Je me suis disputé avec Katharina Flunch-Barrows à propos de VillaBar. C’est amusant comme on peut prendre à cœur des choses qui n’existent pas. Alors je me demande qui existe et qui n’existe pas. La science prend la mesure des choses. Mais alors comment pourrait-elle mesurer l’immesurable ou le démesuré ? Les personnages imaginaires font partie de ces entités qui échappent au Réel. Pourtant, échapper au réel n’est pas un gage d’inexistence.
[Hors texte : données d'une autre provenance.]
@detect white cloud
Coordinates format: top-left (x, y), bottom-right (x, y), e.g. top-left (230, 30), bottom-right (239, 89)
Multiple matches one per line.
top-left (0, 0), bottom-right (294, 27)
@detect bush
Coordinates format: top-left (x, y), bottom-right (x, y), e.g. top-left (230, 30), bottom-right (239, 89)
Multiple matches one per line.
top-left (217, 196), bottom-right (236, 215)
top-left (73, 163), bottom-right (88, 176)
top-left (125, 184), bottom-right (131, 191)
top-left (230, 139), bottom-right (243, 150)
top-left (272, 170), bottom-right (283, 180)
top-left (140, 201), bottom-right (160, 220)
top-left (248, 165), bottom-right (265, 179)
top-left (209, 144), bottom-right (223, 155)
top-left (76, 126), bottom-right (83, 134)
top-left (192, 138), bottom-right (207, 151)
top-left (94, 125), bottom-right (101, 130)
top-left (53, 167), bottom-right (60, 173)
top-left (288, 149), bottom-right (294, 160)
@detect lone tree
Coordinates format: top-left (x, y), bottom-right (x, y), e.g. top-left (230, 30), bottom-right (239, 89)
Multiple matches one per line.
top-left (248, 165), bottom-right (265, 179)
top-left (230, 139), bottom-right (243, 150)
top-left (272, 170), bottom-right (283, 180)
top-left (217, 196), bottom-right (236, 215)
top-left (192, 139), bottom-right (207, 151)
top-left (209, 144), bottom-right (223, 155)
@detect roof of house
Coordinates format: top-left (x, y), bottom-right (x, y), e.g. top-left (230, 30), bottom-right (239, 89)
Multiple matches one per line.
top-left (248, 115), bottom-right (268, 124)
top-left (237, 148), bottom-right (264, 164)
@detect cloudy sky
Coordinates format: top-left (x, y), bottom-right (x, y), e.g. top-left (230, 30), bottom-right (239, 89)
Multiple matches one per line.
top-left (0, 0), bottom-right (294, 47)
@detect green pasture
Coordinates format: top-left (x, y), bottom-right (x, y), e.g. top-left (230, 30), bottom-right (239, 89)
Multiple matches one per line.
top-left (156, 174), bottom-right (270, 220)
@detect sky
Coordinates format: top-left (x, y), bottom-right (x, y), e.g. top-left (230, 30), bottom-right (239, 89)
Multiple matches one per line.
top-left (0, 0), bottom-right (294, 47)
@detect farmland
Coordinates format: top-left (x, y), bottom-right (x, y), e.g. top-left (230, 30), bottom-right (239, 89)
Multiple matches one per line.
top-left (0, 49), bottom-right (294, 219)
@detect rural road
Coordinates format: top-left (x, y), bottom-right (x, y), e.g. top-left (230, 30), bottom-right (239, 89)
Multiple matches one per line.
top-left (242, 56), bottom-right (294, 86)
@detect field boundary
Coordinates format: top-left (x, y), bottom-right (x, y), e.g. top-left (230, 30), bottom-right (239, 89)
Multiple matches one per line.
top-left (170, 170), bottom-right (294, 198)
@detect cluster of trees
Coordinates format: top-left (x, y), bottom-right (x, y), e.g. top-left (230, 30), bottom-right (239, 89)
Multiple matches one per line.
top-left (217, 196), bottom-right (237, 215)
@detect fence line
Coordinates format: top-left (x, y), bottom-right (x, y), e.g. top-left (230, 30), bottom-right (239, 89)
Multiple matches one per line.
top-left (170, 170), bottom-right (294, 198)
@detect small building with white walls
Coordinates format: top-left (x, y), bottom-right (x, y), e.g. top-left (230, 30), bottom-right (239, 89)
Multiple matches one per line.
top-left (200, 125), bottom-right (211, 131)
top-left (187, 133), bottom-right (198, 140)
Plus j’approche de la mort, ou plutôt, plus la mort m’approche, plus je comprends que l’imaginaire est aussi présent, vivant et vrai que ce que les gens embourbés dans la mesure appellent le Réel, ou encore la Réalité.

Katharina pense que les personnages de VillaBar, et donc les acteurs, sont à l’origine des histoires : ce sont eux qui inspirent les scénaristes et écrivains. Je pense le contraire. Les écrivains créent et les acteurs suivent.

Katharina pense qu’un personnage imaginaire est organique : il possède sa vie à venir en lui et l’auteur qui prend en charge le personnage n’a pas d’autre choix que de déployer un destin déjà pré-existant. Je crois, au contraire, que les personnages ne sont rien. Les mots qu’on leur met dans la bouche, les gestes qu’on met dans leurs bras, les circonstances qu’on met dans leur vie leur donnent chair et lumière. Sans cela, ils sont flasques et mornes.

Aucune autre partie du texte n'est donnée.